I come across things all the time that pique my curiosity and compel me to either verify the wonder of it or just find out more. Here are three things I've come across in the past week or so:
1.
Giant tarantulas in Peru, India, Sri Lanka keep tiny frogs, called narrow-mouthed frogs (Microhylids), as pets. Insects try to eat the burrowing tarantulas' eggs but the frogs eat those insects. In return, the spiders protect the frogs from predators. So cool!
For more information: https://blogs.scientificamerican.com/tetrapod-zoology/tiny-frogs-and-giant-spiders-best-of-friends/
2.
Eggs are pretty fascinating.
Before a hen lays an egg, it’s coated in what’s called a “bloom.”
The bloom is a thin coating that covers the egg and protects the insides from bacteria. It seals the egg so protects the humans that consume the egg from getting sick on any bacteria that may have gotten into a washed (or, bloomless) egg.

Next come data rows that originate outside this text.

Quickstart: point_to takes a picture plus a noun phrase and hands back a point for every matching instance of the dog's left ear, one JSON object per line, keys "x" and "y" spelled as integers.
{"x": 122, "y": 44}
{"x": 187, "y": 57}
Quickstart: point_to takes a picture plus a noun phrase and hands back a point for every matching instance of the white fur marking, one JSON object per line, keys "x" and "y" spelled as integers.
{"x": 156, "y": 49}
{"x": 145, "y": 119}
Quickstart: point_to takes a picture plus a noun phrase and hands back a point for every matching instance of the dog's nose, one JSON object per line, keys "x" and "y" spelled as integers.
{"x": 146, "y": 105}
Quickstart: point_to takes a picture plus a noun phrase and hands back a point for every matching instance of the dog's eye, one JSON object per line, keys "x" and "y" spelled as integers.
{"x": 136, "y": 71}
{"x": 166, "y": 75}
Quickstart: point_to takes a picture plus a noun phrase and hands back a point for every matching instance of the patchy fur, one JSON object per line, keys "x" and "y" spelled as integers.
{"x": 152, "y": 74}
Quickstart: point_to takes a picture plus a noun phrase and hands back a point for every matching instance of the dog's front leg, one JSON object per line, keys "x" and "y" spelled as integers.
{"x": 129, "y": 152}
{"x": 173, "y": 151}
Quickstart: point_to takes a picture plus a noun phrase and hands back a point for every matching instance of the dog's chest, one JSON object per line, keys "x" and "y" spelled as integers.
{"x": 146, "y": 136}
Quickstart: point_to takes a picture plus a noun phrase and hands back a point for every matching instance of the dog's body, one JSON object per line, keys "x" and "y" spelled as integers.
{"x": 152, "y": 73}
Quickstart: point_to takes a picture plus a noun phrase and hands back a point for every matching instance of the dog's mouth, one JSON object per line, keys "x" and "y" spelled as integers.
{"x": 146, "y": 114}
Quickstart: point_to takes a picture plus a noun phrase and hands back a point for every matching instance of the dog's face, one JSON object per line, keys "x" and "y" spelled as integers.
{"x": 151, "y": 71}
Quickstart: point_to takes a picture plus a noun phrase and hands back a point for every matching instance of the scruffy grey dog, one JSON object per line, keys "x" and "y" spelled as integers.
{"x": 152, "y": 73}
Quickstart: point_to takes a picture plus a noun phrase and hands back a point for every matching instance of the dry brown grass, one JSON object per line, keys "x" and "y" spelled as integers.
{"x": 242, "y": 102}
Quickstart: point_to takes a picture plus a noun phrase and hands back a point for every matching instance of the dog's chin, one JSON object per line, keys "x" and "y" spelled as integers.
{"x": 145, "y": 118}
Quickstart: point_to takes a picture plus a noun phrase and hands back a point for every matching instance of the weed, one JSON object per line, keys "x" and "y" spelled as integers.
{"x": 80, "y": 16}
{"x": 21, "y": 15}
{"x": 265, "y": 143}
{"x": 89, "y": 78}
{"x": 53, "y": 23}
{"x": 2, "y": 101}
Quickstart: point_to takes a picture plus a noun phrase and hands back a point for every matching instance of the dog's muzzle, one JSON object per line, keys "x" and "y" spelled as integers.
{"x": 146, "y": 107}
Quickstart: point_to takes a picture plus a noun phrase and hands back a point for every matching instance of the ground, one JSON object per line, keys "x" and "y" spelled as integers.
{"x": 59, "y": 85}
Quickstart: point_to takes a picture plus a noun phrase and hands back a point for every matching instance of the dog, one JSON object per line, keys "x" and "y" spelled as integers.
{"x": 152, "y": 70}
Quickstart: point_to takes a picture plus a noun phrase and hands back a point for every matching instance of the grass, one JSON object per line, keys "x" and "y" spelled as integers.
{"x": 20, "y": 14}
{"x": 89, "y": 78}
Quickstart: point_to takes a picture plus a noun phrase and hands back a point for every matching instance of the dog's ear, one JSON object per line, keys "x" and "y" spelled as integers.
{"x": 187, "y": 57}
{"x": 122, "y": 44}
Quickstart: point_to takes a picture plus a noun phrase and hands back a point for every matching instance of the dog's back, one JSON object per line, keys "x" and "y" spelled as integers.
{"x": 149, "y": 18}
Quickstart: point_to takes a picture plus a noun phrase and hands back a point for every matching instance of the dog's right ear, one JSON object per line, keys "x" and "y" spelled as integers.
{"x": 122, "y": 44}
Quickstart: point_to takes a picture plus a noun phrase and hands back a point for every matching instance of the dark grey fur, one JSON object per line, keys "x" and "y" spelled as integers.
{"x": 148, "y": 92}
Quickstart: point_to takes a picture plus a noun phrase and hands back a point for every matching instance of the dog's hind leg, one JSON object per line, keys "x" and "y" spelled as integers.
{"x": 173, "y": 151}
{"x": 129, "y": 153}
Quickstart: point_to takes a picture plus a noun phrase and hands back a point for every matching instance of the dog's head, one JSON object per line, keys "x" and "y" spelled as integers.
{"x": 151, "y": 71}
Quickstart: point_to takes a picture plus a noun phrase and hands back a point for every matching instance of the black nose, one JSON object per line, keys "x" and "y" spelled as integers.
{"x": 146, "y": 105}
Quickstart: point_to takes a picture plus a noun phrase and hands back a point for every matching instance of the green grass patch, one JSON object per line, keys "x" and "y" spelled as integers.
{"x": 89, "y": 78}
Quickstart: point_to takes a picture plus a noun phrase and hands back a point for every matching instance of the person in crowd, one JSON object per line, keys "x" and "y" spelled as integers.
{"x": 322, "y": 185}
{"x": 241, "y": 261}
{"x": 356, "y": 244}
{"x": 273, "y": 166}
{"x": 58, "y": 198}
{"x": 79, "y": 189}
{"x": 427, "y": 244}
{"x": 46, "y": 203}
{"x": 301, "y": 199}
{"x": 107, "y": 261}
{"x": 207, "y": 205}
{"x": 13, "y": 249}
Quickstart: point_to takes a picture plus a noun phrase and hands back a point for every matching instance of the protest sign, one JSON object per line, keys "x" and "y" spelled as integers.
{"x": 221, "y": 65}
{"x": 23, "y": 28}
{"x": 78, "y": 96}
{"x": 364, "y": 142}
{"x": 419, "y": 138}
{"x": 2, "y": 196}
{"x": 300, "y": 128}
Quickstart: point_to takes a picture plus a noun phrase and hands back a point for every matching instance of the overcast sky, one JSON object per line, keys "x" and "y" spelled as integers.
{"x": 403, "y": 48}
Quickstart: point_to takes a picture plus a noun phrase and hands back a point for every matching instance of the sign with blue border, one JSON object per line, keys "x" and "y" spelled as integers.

Eggs that come from the grocery store have had this bloom washed off so eggs have to be refrigerated and eaten much sooner than unwashed eggs.
For more information: https://www.thehappychickencoop.com/washing-eggs/3.
Sir Isaac Newton was very productive during the Great Plague of London quarantine in 1665.
In a little more than two years of "social distancing" he helped develop calculus, he researched light, color, and spectrum and, and he thought hard on the principles of inertia which led to his Universal Law of Gravity.
For more information: https://www.biography.com/news/isaac-newton-quarantine-plague-discoveries
What are you doing reading this blog? Get working! Get thinking! Come up with the next invention! Figure out how the Big Bang happened!